L’industrie de la pêche au Nouveau-Brunswick
Déclarations de sénateurs
14 juin 2018
L’honorable Sénateur René Cormier :
Honorables sénateurs, je prends la parole aujourd’hui pour rendre hommage aux travailleuses et aux travailleurs du secteur de la pêche de la péninsule acadienne, au Nouveau-Brunswick.
Comme nous le savons, à la suite de la confirmation de la présence de baleines noires dans les eaux de l’Atlantique Nord, le gouvernement fédéral a dû prendre la difficile décision de fermer temporairement certaines zones de pêche. Le lundi 11 juin, le ministère des Pêches et des Océans a transmis un avis de fermeture temporaire de 10 zones de pêche en raison de la présence de trois baleines noires au large, à l’est de l’île de Miscou, dans la péninsule acadienne.
Selon une étude publiée en mars 2010 par l’économiste Pierre-Marcel Desjardins, on estime que, à elle seule, l’industrie du homard aurait une incidence de 53 millions de dollars sur le produit intérieur brut du comté de Gloucester, de 264,9 millions de dollars sur celui du Nouveau-Brunswick, et de 691,6 millions de dollars sur celui du Canada.
De plus, selon l’Union des pêcheurs des Maritimes, la fermeture de ces zones de pêche va faire perdre environ 3 millions de dollars par jour à l’ensemble de l’industrie.
Honorables collègues, vous comprenez donc que cette situation crée beaucoup d’incertitude financière dans une région déjà fragile sur le plan économique. Les commerçants, les entrepreneurs et les citoyens sont inquiets, et cela est compréhensible.
Aujourd’hui, je pense surtout aux travailleurs et travailleuses d’usine. Je pense à ces femmes et à ces hommes qui travaillent souvent dans des conditions difficiles, qui se retrouvent en situation de précarité en raison du fameux « trou noir », et qui dépendent de cette industrie pour assurer le bien-être de leurs familles.
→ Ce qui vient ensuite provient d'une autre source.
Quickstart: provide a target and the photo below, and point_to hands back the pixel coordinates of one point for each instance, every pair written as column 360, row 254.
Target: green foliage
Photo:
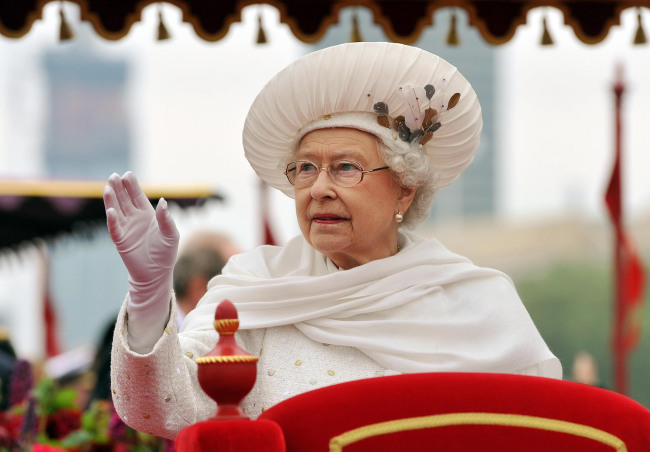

Normalement, les employés d’usine peuvent travailler des semaines de 50, 60, et même 70 heures pendant la saison de la pêche. Ce sont les revenus que génèrent ces longues heures de travail et les prestations d’assurance-emploi qu’ils reçoivent pendant l’hiver qui leur permettent de faire vivre leur famille.
Toutefois, cette année, les employés d’usine ont eu de la difficulté à travailler même 30 heures par semaine. Ainsi, même s’ils ont droit à une exemption et qu’ils sont admissibles à l’assurance-emploi, ils seront grandement touchés par la perte du revenu lié à la baisse du nombre d’heures travaillées.
Cette situation est d’autant plus difficile pour cette catégorie de travailleurs qui œuvrent souvent dans des conditions dommageables pour leur santé.
Comme le relatait le journaliste Jean-Marc Doiron, dans l’édition du 8 mars 2016 du quotidien l’Acadie Nouvelle, et je cite :
Avec les mains et les pieds mouillés, les travailleurs œuvrent sur un plancher de ciment pendant au moins 10 heures par jour durant la saison de pointe, y compris les samedis et les dimanches.
Arthrite, rhumatismes, problèmes de dos et de jambes... Voilà à quoi peuvent s’attendre les employés d’usines de transformation de fruits de mer à la fin d’une longue carrière dans le domaine.
La majorité des employés canadiens des usines de transformation seraient âgés de plus de 50 ans, et ce sont souvent des femmes qui occupent ces postes.
En plus de ces conditions de travail difficiles, les travailleuses et travailleurs d’usine de la péninsule acadienne doivent aujourd’hui faire face à beaucoup d’incertitude en ce qui concerne leur emploi et leur capacité de cumuler suffisamment de semaines pour obtenir de l’assurance-emploi.
Merci d’appuyer les travailleurs et travailleuses de la péninsule acadienne.